On Fri, Apr 03, 2020 at 05:08:59PM +0200, Andrea Bolognani wrote:
On Fri, 2020-04-03 at 09:38 +0200, Erik Skultety wrote:
On Tue, Mar 31, 2020 at 05:23:32PM +0200, Andrea Bolognani wrote:
On Thu, 2020-03-26 at 14:33 +0100, Erik Skultety wrote:
+++ b/guests/playbooks/update/tasks/gitlab.yml @@ -0,0 +1,64 @@ +--- +- name: Look up Gitlab runner secret + set_fact: + gitlab_runner_secret: '{{ lookup("file", gitlab_runner_token_file) }}'
The GitLab token should be extracted from the vault, not from a regular file.
This was a deliberate decision and I didn't want to do it the jenkins way, let me expand on why. Ultimately, we want other community members to contribute their resources to our gitlab so that the test results are centralized, but what if they want to setup the same machine for their internal infrastructure as well to stay unified with the setup upstream libvirt "mandates". With the secret in the vault, we always create machines that can only be plugged into *our* gitlab, but why should be that restrictive? Give the consumers the leeway to actually have a possibility to plug it into their own instance by supplying the token the same way as we supply the vault and root passwords, so I'd rather not be tying this to a single use case just like we did with jenkins.
Thanks for spelling out your intentions, it really helps.
I agree that reusing the recipe to build runners that connect to a local / private GitLab instance is a valid use case that we should accomodate.

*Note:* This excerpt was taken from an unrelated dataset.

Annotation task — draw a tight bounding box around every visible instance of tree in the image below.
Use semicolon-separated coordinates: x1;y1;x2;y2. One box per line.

One point that immediately leads to, and which was unintentionally already addressed above, is that in that case you need not only the token to be configurable, but also the connection URL.
Doh! How could I have forgot that.
Other than that, storing the token in ~/.config/lcitool is fine I guess. The number of files in that directory is getting fairly ridiculous, though, so Someone⢠should really look into throwing away the current, extremely crude configuration system that's been inherited from the original shell implementation and replace it with something more sensible like a config.toml.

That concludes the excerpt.